Fãs de novelas maratonam tramas antigas e mantêm em alta gênero no streaming
'Tieta', 'Amor à Vida' e 'Império' estão entre as mais vistas no Globoplay
'Tieta', 'Amor à Vida' e 'Império' estão entre as mais vistas no Globoplay
"Sabe quando tem alguém que é ruim, mas que se finge de bom para os familiares? Gosto muito disso em novela, não sei por quê. Daí quando descobrem que essa pessoa é ruim, eu penso: 'Boa'. É um negócio que eu gosto de assistir."
É assim que o estudante Guilherme Bolognesi Ruiz Sallesse, 15, tenta explicar o seu encantamento pelo gênero, que nos anos 1970 se tornou o principal produto da indústria cultural brasileira e que, apesar de muito já ter se falado sobre seu eventual fim, continua com audiência em alta na TV aberta, na TV paga (canal Viva) e agora, também, faz sucesso no streaming.
Segundo dados do Globoplay, de janeiro até 15 de outubro deste ano, o consumo (em horas) de novelas na plataforma teve um aumento de 150% na comparação com o mesmo período de 2019. Para a empresa, grande parte deste crescimento se deve ao projeto de resgate de títulos antigos da Globo, que começou em maio –a cada duas semanas, sempre às segundas, uma produção clássica fica disponível para assinantes.

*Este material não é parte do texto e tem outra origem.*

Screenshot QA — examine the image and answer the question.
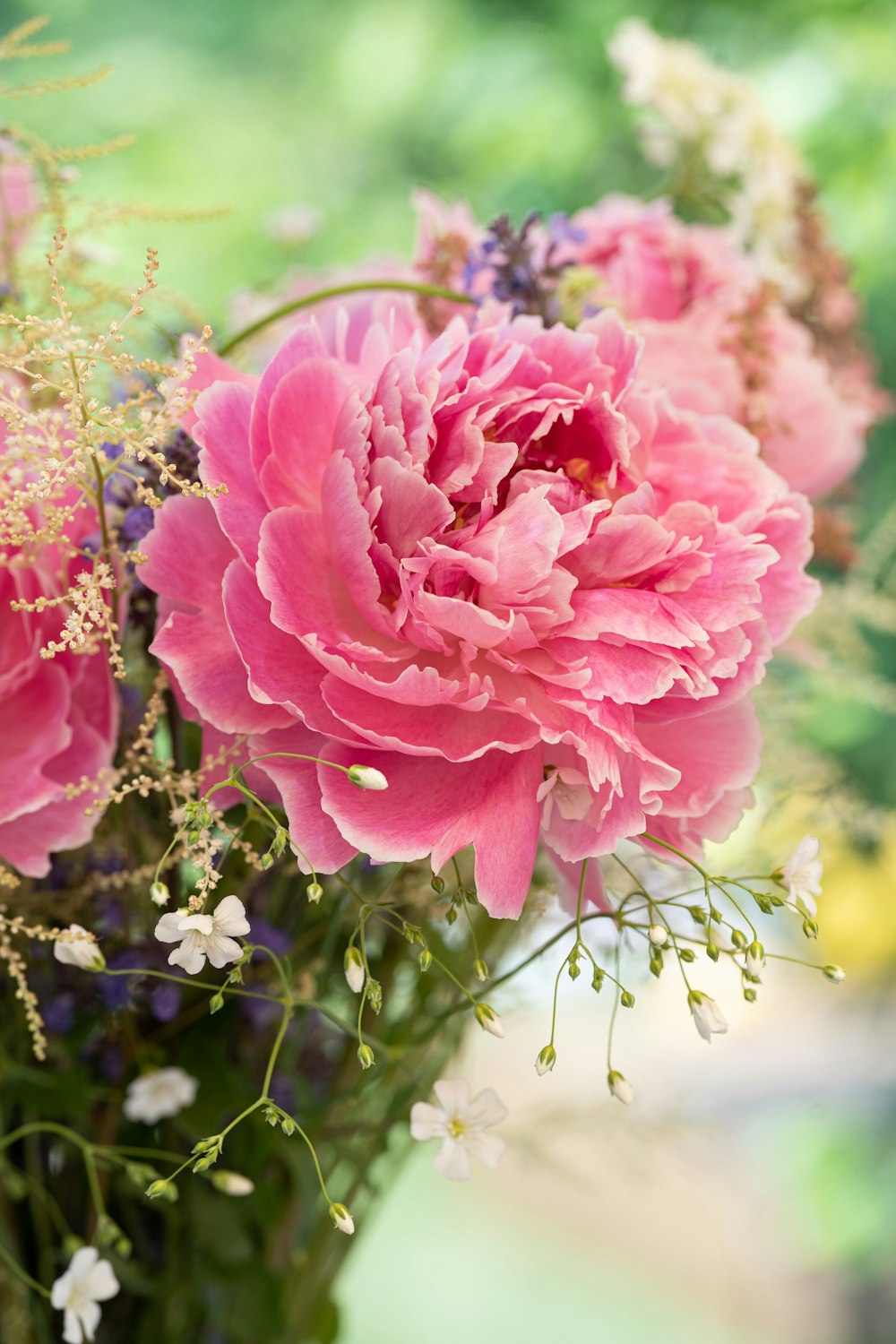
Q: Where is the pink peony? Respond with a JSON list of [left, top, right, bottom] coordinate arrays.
[[141, 312, 815, 917], [0, 421, 118, 878], [564, 196, 876, 496]]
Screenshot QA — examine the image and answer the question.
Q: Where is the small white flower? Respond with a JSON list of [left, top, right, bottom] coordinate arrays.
[[688, 989, 728, 1045], [49, 1246, 121, 1344], [342, 946, 366, 995], [121, 1064, 199, 1125], [411, 1078, 508, 1180], [607, 1069, 634, 1107], [264, 204, 323, 244], [782, 836, 823, 918], [348, 765, 388, 790], [211, 1172, 255, 1198], [52, 925, 106, 970], [329, 1204, 355, 1236], [156, 897, 248, 976]]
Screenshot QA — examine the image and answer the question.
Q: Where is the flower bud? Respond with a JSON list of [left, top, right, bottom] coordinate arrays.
[[747, 943, 766, 976], [607, 1069, 634, 1107], [342, 943, 366, 995], [358, 1042, 376, 1069], [211, 1172, 255, 1199], [688, 989, 728, 1045], [329, 1204, 355, 1236], [535, 1046, 557, 1078], [348, 765, 388, 792], [474, 1004, 504, 1039]]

No total, já é possível assistir na plataforma 107 novelas –e, a partir desta segunda (26), entra no catálogo, "Brega & Chique", sucesso de 1987. A ideia, de acordo com o Globoplay, é "resgatar tantas obras quanto possível". "Ainda teremos outras tramas além das anunciadas, mas isso demanda tempo para mapeamento e digitalização."
E tem espectador maratonando novela na plataforma, hábito comum entre os fãs de séries. Um deles assistiu 115 capítulos de "A Favorita" (2008), em duas semanas, revela o Globoplay. O estudante Sallesse diz que não chega a tanto, embora afirme já ter assistido dez capítulos seguidos de uma mesma trama, em um só dia –no geral, ele diz ver até três na sequência.

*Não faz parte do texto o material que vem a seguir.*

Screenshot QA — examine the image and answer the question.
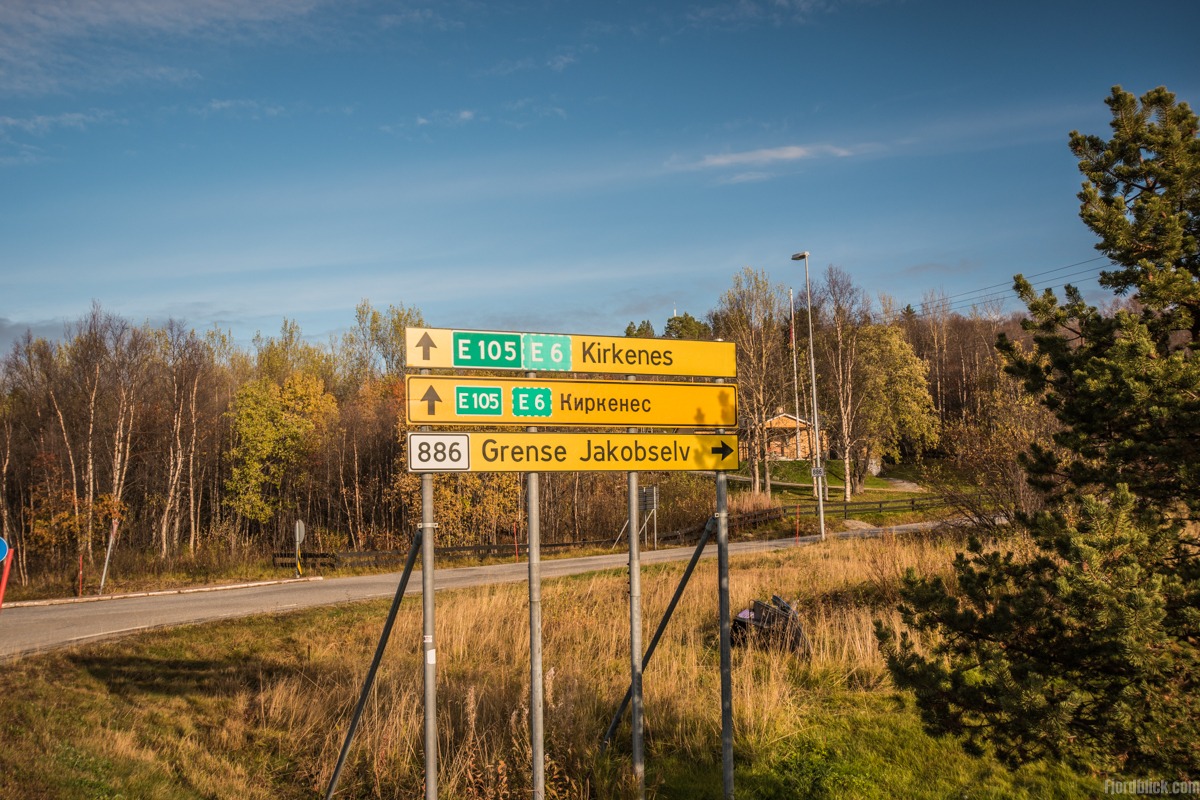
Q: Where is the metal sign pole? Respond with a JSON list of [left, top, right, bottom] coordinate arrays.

Sua trama preferida é "Amor à Vida" (2013-2014), cujo destaque foi o dissimulado vilão Félix, personagem de Mateus Solano. O adolescente não está sozinho na sua escolha. A história de Walcyr Carrasco é uma das mais vistas na plataforma, ao lado de "Caminho das Índias" (2009), "Fera Radical (1988)", "Império" (2014-2015), "Laços de Família" (2000-2001), algumas temporadas de "Malhação", "Salve Jorge" (2012-2013), "Vale Tudo" (1988) e "Verdades Secretas" (2015) –além das tramas que estão no ar na TV e que também são bem consumidas no streaming simultaneamente.
Mas é "Tieta" (1989-1990), adaptação do romance de Jorge Amado e que foi liberada em junho, a grande campeã entre as novelas mais vistas (em consumo de horas) no Globoplay.

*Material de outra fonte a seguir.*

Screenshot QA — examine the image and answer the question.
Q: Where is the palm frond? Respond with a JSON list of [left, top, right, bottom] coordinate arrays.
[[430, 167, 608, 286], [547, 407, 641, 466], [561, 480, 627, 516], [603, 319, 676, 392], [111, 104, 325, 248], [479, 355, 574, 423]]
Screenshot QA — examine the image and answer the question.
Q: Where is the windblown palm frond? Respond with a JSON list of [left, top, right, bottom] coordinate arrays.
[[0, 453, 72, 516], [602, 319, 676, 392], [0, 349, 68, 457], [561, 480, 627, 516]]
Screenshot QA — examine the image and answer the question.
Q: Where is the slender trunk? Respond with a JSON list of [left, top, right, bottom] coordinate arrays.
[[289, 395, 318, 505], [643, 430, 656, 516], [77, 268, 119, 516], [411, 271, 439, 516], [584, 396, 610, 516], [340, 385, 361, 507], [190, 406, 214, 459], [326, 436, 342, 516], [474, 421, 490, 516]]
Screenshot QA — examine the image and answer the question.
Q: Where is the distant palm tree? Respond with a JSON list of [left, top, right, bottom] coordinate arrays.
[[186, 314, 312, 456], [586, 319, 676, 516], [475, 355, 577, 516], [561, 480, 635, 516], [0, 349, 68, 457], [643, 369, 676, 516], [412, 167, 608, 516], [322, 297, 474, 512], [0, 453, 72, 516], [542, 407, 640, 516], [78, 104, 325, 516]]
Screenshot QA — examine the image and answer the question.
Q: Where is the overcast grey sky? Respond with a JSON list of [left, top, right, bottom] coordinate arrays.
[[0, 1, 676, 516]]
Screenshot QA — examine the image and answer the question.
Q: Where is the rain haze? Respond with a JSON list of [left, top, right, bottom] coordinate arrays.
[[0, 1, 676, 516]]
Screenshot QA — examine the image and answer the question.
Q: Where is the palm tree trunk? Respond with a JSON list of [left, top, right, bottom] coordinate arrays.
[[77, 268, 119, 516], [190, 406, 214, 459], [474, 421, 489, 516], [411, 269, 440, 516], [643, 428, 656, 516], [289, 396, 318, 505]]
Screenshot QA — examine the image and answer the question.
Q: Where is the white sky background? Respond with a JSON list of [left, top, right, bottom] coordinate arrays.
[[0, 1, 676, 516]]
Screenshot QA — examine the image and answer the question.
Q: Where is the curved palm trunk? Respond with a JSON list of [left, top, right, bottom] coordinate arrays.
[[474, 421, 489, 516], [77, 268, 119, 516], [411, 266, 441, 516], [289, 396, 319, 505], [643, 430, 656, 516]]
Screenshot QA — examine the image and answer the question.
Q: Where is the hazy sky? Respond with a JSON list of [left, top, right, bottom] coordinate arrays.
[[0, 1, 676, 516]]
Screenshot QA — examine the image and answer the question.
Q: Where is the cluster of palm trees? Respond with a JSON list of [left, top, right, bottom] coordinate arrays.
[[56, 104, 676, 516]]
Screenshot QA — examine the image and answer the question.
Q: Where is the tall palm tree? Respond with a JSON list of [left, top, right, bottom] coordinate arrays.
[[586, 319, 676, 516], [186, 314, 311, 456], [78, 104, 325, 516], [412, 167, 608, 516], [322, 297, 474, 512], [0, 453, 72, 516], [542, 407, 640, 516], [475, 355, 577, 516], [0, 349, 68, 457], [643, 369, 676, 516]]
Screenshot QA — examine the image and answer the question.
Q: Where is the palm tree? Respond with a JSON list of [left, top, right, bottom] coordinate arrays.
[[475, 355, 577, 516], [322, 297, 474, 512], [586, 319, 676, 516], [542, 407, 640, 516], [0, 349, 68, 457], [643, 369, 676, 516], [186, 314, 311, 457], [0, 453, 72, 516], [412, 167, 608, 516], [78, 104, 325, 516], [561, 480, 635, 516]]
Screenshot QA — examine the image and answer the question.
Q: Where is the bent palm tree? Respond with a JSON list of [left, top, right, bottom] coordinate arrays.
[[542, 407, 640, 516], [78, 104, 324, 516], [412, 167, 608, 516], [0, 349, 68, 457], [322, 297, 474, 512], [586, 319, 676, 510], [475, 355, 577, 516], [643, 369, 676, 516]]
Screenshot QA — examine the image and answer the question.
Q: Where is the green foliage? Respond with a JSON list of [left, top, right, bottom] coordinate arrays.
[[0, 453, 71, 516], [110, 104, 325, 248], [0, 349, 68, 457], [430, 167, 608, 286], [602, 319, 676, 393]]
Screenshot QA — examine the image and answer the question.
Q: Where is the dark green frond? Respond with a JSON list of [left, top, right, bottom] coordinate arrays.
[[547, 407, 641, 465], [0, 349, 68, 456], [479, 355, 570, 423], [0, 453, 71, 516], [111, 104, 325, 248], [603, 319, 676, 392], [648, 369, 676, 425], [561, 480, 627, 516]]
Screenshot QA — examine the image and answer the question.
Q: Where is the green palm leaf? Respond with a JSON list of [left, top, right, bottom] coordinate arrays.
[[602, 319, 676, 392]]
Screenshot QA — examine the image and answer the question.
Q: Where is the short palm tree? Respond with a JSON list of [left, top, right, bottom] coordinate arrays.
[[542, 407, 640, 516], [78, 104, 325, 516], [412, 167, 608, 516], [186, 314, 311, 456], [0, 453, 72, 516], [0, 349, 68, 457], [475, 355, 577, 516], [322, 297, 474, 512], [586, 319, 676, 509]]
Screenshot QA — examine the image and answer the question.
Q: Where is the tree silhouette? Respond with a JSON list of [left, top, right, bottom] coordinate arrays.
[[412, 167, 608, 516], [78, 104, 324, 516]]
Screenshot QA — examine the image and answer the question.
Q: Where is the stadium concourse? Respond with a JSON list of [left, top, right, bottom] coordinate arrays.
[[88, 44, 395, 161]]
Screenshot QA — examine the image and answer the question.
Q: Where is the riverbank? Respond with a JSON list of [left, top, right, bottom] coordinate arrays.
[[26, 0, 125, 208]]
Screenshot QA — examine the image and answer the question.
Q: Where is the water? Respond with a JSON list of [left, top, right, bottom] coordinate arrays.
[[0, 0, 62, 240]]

Guilherme Sallesse conta que já viu mais de cinco vezes "Amor à Vida". Há um motivo especial para isso. A novela escrita por Walcyr Carrasco foi a primeira que ele assistiu, ainda no modo tradicional, na TV aberta, ao lado da bisavó paterna, Anita Sepulveda Ruiz. Foi a partir dessa experiência que ele diz ter tomado gosto pelo gênero. "É muito marcante para mim por causa da minha bisa [ela faleceu em 2016]."
Em 2014, o jovem se mudou com a família para os Estados Unidos, e as produções nacionais ficaram de lado. Mas em 2016, quando uma amiga da sua mãe foi visitá-la e emprestou a senha do Globoplay, Sallesse voltou a se encantar pelo gênero. Quando está empolgado com alguma história, ele diz que não se importa muito com a plataforma física. Pode assistir pelo tablet ou até pelo celular. "Já vi até no intervalo da escola", diz.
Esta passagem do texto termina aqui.